Tuesday, March 1, 2011

How McCain-2008 Lies

I've been perplexed for a while how Republicans do so poorly on California redistricting plans that people draw up using Dave's App. After all, Republicans hold only 36% of the congressional seats now. If you only include Republican and Democratic vote totals, Republicans have never been beaten 64%-36% in a statewide California election.

All of these calculations use Obama-McCain numbers to judge how competitive a congressional district is. Those numbers don't tell us the truth.


Barack Obama won California 62%-38%. If you look at the 16 statewide elections in 2006 and 2010, Obama beats the Democrat in 15 of them. Even at their best Obama outpaced California Democratic candidates by 2-12 points. Unfortunately California held no statewide elections in 2008, so we can't compare apples to apples. With 16 elections before and after the Obama election we have a good sample how candidates will do statewide. "Aha," you say. "But Barack Obama was an exceptional candidate." Exactly. And he won't be running for California statewide or congressional office. Yet we look at his numbers when judging how congressional candidates will do. The Democrats only have one Barack Obama. Other candidates don't generate that excitement.

So let's look at how congressmen did.



This group of Democratic congressmen are in majority-minority districts. These are overwhelmingly Democratic. Due to the Voting Rights Act rules, there likely will be a similar amount of these districts in 2012. Since they'll have the same proportion of Blacks and Hispanics as these districts do, we'll likely be able to set aside those voters for these districts. They won't impact the remaining 33 districts very much.



Here are 14 White Majority Democratic districts. Republicans did a lot better in House, Senate, and Gubernatorial races in 2010 compared to Barack Obama in 2008. Despite having strong incumbents and often having weak challengers these congressmen didn't do much better in 2008 and 2006 than Obama did.

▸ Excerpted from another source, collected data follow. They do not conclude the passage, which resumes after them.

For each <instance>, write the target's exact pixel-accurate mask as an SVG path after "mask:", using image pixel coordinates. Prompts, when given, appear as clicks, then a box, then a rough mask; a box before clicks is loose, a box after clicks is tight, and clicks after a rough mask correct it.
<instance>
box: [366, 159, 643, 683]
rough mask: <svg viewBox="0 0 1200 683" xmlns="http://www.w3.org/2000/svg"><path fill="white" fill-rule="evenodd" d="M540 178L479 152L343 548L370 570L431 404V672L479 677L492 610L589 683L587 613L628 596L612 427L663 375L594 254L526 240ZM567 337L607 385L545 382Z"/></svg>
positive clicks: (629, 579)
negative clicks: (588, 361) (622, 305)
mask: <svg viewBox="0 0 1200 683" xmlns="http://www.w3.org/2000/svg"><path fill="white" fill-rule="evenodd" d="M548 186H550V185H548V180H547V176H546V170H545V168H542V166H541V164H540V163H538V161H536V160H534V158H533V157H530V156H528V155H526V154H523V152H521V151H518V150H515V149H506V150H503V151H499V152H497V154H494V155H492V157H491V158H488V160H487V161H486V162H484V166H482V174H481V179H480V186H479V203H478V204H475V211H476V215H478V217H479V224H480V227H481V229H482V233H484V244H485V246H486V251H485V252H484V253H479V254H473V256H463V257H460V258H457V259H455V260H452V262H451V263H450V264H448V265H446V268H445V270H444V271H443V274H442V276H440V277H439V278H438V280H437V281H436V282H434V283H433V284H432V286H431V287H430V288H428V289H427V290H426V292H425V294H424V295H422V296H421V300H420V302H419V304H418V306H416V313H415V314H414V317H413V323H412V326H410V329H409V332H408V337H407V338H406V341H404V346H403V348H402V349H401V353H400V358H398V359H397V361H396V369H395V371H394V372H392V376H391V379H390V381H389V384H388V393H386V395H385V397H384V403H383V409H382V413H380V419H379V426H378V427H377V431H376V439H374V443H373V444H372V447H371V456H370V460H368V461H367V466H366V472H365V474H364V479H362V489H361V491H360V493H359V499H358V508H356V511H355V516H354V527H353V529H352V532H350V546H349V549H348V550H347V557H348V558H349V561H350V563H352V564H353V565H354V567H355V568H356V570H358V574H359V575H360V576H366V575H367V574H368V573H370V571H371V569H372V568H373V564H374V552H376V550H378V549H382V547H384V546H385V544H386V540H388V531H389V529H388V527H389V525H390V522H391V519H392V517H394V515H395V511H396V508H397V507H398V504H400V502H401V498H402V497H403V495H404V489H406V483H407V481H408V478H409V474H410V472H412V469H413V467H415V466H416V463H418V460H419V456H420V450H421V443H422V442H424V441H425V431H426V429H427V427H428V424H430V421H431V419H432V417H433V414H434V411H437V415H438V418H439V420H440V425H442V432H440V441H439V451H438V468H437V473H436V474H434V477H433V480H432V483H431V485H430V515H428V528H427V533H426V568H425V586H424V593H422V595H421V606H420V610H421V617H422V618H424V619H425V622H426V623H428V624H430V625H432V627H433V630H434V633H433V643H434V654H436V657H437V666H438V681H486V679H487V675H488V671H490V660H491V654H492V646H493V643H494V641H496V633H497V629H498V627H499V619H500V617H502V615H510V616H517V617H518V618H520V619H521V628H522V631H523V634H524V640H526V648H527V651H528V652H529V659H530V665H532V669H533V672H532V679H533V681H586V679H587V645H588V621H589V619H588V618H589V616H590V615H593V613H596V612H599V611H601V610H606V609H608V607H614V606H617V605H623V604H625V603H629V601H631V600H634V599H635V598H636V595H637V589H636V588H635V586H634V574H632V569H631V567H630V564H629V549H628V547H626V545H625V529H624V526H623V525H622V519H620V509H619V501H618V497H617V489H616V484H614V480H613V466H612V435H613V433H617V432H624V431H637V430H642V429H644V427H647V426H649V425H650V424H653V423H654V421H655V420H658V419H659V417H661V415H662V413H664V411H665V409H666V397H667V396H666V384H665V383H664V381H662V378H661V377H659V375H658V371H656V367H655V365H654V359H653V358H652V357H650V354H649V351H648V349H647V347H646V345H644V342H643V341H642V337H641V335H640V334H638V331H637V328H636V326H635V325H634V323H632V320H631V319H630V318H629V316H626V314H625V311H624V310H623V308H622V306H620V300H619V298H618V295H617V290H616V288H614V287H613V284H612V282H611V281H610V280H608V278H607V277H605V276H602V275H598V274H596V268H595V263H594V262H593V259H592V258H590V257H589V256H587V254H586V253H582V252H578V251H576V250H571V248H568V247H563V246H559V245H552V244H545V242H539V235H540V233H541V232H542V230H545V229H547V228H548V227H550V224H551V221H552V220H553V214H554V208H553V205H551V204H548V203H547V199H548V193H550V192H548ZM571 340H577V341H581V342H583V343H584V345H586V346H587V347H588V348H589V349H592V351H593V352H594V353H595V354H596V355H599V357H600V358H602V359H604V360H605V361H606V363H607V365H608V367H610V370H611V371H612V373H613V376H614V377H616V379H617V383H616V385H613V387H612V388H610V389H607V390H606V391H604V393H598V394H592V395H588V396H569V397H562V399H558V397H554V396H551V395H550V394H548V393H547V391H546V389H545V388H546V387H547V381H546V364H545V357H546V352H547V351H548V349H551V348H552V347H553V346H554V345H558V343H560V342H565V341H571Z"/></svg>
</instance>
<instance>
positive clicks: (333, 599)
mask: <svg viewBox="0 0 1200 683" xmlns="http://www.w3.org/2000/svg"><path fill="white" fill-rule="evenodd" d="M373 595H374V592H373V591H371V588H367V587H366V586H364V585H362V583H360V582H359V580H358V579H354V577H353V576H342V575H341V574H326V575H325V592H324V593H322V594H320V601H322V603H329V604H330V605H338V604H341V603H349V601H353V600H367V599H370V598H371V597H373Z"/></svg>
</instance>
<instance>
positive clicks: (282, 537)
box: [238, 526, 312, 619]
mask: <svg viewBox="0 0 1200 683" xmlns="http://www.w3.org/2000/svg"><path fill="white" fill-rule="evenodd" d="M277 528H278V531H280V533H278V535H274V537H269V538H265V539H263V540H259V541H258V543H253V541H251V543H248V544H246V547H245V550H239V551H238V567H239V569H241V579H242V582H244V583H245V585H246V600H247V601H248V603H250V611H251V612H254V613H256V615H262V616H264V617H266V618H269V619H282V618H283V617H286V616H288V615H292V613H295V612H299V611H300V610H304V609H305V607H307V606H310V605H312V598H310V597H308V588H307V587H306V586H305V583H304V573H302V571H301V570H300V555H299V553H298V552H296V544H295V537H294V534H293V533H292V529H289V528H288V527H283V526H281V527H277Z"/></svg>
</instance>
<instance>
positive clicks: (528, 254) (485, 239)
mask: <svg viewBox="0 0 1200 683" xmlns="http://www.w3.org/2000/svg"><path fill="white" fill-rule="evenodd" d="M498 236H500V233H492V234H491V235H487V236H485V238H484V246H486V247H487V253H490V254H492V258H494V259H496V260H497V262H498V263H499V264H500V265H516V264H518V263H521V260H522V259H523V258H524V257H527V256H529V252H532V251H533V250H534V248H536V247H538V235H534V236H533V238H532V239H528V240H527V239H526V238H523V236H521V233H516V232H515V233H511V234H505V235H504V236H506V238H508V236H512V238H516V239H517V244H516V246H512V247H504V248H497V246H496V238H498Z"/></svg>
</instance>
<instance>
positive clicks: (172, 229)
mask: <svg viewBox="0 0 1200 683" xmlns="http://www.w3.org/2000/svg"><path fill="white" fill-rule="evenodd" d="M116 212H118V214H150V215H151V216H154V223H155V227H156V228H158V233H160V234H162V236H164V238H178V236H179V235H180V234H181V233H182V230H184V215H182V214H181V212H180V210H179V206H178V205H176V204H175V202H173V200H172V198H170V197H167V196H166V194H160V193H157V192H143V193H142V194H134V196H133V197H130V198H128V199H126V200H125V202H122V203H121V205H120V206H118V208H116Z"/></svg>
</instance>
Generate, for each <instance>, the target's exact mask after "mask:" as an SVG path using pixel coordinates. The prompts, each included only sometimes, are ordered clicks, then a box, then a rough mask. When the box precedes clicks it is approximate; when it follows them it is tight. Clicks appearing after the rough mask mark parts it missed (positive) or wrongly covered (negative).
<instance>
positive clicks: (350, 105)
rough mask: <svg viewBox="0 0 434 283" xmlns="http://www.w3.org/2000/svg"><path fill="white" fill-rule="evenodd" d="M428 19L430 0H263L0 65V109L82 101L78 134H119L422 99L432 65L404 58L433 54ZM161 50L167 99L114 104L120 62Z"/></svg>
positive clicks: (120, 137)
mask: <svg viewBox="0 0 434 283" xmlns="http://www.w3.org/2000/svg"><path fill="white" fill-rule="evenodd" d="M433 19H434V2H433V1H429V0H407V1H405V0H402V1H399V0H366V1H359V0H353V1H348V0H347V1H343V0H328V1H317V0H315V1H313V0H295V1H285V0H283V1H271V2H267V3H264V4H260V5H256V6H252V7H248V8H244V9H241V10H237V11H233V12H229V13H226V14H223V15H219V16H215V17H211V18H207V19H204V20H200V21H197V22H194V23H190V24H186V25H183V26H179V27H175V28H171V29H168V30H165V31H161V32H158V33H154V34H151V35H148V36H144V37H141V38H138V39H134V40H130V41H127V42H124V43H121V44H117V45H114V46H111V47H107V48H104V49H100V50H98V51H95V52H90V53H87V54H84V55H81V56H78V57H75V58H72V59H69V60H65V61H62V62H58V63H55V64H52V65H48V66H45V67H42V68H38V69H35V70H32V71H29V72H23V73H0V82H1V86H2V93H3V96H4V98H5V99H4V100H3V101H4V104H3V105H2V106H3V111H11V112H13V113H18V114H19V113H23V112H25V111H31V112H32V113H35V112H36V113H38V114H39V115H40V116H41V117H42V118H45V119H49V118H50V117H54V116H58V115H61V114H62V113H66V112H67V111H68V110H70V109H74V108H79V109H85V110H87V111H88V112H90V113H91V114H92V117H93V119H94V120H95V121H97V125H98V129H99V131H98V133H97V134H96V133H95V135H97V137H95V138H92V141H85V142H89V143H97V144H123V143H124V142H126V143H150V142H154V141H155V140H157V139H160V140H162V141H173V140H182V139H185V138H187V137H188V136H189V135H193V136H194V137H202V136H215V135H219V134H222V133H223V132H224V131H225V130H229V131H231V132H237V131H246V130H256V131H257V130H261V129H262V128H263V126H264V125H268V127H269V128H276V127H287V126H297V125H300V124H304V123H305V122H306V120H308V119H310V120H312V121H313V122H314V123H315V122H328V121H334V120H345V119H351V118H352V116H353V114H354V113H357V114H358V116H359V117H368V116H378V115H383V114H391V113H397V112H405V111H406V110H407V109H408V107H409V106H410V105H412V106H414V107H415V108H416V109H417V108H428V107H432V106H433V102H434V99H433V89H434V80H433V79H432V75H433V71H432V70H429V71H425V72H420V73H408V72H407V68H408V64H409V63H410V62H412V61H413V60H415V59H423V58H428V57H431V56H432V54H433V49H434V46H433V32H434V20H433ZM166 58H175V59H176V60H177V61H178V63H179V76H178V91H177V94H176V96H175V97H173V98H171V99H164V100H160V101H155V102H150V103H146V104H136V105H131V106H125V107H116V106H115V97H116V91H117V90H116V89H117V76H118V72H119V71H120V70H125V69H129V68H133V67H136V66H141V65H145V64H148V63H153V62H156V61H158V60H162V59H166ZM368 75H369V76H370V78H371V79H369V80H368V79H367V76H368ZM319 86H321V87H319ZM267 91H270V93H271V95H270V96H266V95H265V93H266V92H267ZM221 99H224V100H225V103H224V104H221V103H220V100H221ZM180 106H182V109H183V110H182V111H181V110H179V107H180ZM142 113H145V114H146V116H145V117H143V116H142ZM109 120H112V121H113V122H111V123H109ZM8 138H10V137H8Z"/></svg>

Republican congressmen outperformed John McCain in 50 of the 52 contested congressional elections from 2006-2010. This includes a Republican year and two Democratic years, Republicans with strong challengers and weak ones, and 3 open seats. (highlighted in pink) At their worst, Republican congressmen outperformed John McCain by 12 points. At their best they were 21 points better. If you average the seats that'll be contested in 2012, the range was 4-12 points more Republican.



If the McCain numbers were reflective Republicans would win 16 seats in an average year. If you add 4 points to each Republican, you'll get Republicans ending up with 23-24 congressmen in an average year. Based on Republican share of the vote in California that's about what you'd expect. If you add 2 points to each Republican, they'd get 18-19 congressmen in an average year. About what they have now.

It's possible that an open seat will be close to McCain but incumbent Republican congressmen will outperform him, in most cases by 12 or more points. If Barack Obama wins a district 51-49, an incumbent Republican will likely do at least 55%-45%. And incumbent Republicans will be running in 2012.

Thus, any evaluation you read based on John McCain's vote total will be biased to the Democrats.